Now, on to the bigger picture. Here's how the Indiana Pacers fared when Danny Granger was their franchise player:
|Season||W-L Record||Winning Percentage||Playoff Result||Granger's PPG average|
|2010-11||37-45||.451||Lost in the first round to Chicago, 4-1||20.5|
|2011-12||42-24||.636||Lost in the second round to Miami, 4-2||18.7|
|2012-13||49-32||.605||Lost in the third round to Miami, 4-3||5.4 (missed 77 games due to jumper's knee injury)|
Was it entirely Granger's fault Indiana couldn't get it going when he was its franchise player?
Management has to take part of the blame for this. For the most part, the inept Jim O'Brien was the Pacers head coach (2007-11) when Granger became their main man.
Granger also didn't have a good supporting cast. Take for instance the 2009-10 squad, which went 32-50. Although Roy Hibbert was already around that time, he wasn't the Great Wall of Hibbert as we know him today.
Instead, Indiana had to settle for the likes of Brandon Rush, Mike Dunleavy, Troy Murphy and Josh McRoberts.
How Granger put up with all of the mediocrity in spite of his big bucks is something to marvel at.
Paul George: The Real Deal
Paul George is really the perfect franchise player for the Indiana Pacers.
He has superstar talent, can score in a variety of ways, defend the best wing players on the opposing team and rebound tenaciously.
George also has an exemplary work ethic and a willingness to commit long term to the Indiana Pacers (a separate article by this author about him being the perfect franchise player can be read here).
In fairness to Granger, he is also an ideal franchise player. He is a proven scorer, an underrated defender and a person with good character.
It's just that George beats him by a mile in several aspects. Granger is nowhere near the defender and rebounder George is.
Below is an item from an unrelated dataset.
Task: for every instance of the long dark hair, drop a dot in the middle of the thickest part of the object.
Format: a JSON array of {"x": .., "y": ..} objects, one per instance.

George's major NBA accolades in just his third season when he averaged 17.4 points should be a sign of great things to come. With his upside, he has what it takes to become the first MVP for the Pacers in NBA history.
Coincidentally, he also peaked at the right time with a great coach in Frank Vogel and a solid supporting cast (Hibbert, David West, George Hill, Lance Stephenson, etc.)—several factors that Granger did not have when he became Indy's franchise player in 2008.
Granger just happened to be the best player the Indiana Pacers had back then.
The Final Say
Danny Granger was given a golden opportunity to bring the Indiana Pacers to never-before-reached heights when he became their franchise player five years ago.
Granger tried as best as he could, but a weak coach and supporting cast held him back in a big way. Other factors that came into play—and which Granger had no control over—were his unfortunate jumper's knee injury and the rise to prominence of George last season.
Who's the better franchise player?
These led to the demise of Granger's status as Indy's franchise player.
In the end, he was perceived to be a mistake, because in spite of his stellar individual stats, the Pacers just couldn't reach the level that was expected of them.
He just happened to be the best player the Indiana Pacers had before.
Granger and George, as franchise players, have the right attributes. George, however, has a deadlier arsenal and bigger upside, being a better rebounder and defender than Granger.
On top of this, he also has a stellar supporting cast, which can help Indiana win its first Larry O'Brien Trophy in 2013-14.
And with Paul George around, chances are the Indiana Pacers can win more than just one.